Trabzon'da İnanılmaz Olay: 7 Yıldır Ölü Kaydıyla Yaşayan Adamın Hikayesi!
7 Yıldır Ölü Kaydıyla Yaşayan Adamın Şok Hikayesi!

Hayat bazen öyle sürprizler yapıyor ki, insan "Bu kadar da olmaz artık!" demekten kendini alamıyor. Trabzon'un Of ilçesinde yaşayan Hüseyin Aydın'ın başına gelenler ise tam bir film senaryosunu andırıyor. Hem de en sıra dışı olanlarından.
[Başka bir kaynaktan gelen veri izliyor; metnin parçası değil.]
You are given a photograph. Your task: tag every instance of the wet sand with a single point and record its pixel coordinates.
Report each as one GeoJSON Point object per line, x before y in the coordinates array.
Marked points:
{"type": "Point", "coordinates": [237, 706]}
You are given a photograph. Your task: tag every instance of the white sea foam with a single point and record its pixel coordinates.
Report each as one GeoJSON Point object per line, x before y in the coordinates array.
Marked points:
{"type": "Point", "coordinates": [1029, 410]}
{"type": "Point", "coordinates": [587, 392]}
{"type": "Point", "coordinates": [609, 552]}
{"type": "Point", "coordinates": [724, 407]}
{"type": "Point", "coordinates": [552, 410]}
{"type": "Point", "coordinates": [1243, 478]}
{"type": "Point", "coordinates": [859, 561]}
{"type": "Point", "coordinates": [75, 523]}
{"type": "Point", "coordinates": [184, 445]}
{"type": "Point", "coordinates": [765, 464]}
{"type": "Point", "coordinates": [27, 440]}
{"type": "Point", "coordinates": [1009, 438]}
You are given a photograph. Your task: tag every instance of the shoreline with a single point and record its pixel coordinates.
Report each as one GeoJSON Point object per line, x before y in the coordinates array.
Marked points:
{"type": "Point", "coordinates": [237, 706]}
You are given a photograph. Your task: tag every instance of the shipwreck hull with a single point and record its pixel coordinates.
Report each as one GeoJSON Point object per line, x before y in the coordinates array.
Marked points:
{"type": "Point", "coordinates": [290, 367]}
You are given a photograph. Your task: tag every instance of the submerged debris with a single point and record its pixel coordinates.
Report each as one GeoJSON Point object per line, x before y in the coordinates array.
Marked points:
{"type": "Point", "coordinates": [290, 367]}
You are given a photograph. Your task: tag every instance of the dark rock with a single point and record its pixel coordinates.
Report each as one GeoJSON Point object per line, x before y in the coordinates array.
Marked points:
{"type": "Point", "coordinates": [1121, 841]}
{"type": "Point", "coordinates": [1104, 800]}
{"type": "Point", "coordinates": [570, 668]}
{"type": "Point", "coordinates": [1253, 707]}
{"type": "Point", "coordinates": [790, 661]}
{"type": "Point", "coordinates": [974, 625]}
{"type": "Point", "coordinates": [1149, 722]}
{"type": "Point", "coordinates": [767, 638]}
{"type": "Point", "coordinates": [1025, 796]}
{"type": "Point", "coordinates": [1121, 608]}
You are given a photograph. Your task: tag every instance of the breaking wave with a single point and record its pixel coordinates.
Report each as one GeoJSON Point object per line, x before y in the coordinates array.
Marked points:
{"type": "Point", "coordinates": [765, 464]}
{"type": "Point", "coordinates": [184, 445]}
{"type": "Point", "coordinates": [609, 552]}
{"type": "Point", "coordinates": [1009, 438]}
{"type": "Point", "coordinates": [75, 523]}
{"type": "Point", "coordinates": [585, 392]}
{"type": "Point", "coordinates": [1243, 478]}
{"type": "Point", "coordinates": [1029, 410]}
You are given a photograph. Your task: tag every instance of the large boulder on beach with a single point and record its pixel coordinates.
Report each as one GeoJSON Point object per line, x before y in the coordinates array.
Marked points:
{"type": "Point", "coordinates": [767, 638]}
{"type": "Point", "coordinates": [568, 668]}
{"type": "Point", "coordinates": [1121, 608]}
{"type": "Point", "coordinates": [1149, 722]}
Her şey, rutin bir sağlık kontrolü için gittiği aile hekiminde başladı. Sıra kendisine geldiğinde, doktorun yüzündeki şaşkın ifadeyi ilk başta anlamlandıramadı. "Sistemde kaydınız görünmüyor" demesiyle başlayan diyalog, dakikalar içinde akıl almaz bir gerçeği ortaya çıkardı.

7 Yıllık Kabus: Hayattayım Ama Resmen Ölüyüm!

Hüseyin Bey, o anı anlatırken hâlâ sesindeki titremeyi kontrol edemiyor: "Doktor bana baktı, sonra bilgisayara tekrar baktı. 'Sizin kaydınız ölü olarak geçiyor' dedi. Ben donup kaldım! Kendime geldiğimde 'Nasıl yani?' diye sordum. Meğer 2017'den beri, tam 7 yıldır resmen ölüymüşüm!"

Peki nasıl olur da bir insan, hem de tam 7 yıl boyunca ölü kaydedilir de haberi olmaz? İşin en trajikomik yanı, Hüseyin Bey'in bu süre zarfında normal hayatına devam etmesiydi. Banka işlemleri yapıyor, market alışverişi yapıyor, hatta devlet dairelerinde işleri oluyordu. Kimse "Siz ölüsünüz!" dememişti.

Ölü Olmanın Bedeli: Sosyal Haklar Kayboldu

Asıl darbe ise sosyal hakları elinden alınınca geldi. Engelli maaşı kesilmiş, sağlık hizmetlerine erişimi askıya alınmıştı. Resmen, hayattayken sosyal anlamda "defnedilmişti".

  • Engelli aylığı aniden kesildi
  • Sağlık hizmetlerinden yararlanamaz hale geldi
  • Resmi işlemleri tamamen durma noktasına geldi
  • 7 yıl boyunca kimse bu hatayı fark etmedi

Hüseyin Bey, "Ben öldüysem, bankadan para çeken, çarşıda dolaşan kim?" diye sorarken aslında hepimizin aklından geçeni dile getiriyor.

Çözüm Arayışı: Bürokrasi Labirentinde Kaybolmak

Hatayı düzeltmek için çıktığı yol ise tam bir bürokrasi labirentine dönüştü. Nüfus Müdürlüğü'ne yaptığı başvurular, savcılık dilekçeleri, mahkeme kararları... Hepsi, sadece "hayatta olduğunu ispat etmek" için.

Of Nüfus Müdürlüğü yetkilileri hatayı kabul etti ama çözüm o kadar basit değildi. "Savcılık kararı gerekiyor" dediler. Peki yaşayan bir insanın ölü olmadığını ispat etmek neden bu kadar zor olmalı?

Hüseyin Bey'in avukatı konuyu şöyle özetliyor: "İdarenin hatası vatandaşı mağdur ediyor. Basit bir işlem varken, insanları mahkeme süreçleriyle uğraştırmak kabul edilemez."

Asıl Soru: Kaç Kişi Daha Ölü Kayıtlı Dolaşıyor?

Bu olay, aslında çok daha büyük bir sorunu gözler önüne seriyor. Acaba Türkiye'de kaç kişi daha Hüseyin Bey gibi "hayalet vatandaş" statüsünde? Kaç kişi, farkında olmadan ölü kaydedildiği için haklarından mahrum kalıyor?

Uzmanlar, nüfus kayıt sistemindeki bu tür hataların aslında hiç de nadir olmadığını söylüyor. Özellikle küçük yerleşim yerlerinde, benzeri vakalarla karşılaşılabiliyor.

Hüseyin Bey'in hikayesi belki bir gün gülerek anlatacağı bir anıya dönüşecek. Ama şimdilik, Türkiye'nin bürokrasi sistemindeki çarpıklığın canlı bir kanıtı olarak tarihe geçti.

Sonuçta, bir insanın hayatta olduğunu ispat etmek bu kadar zor olmamalı. Değil mi?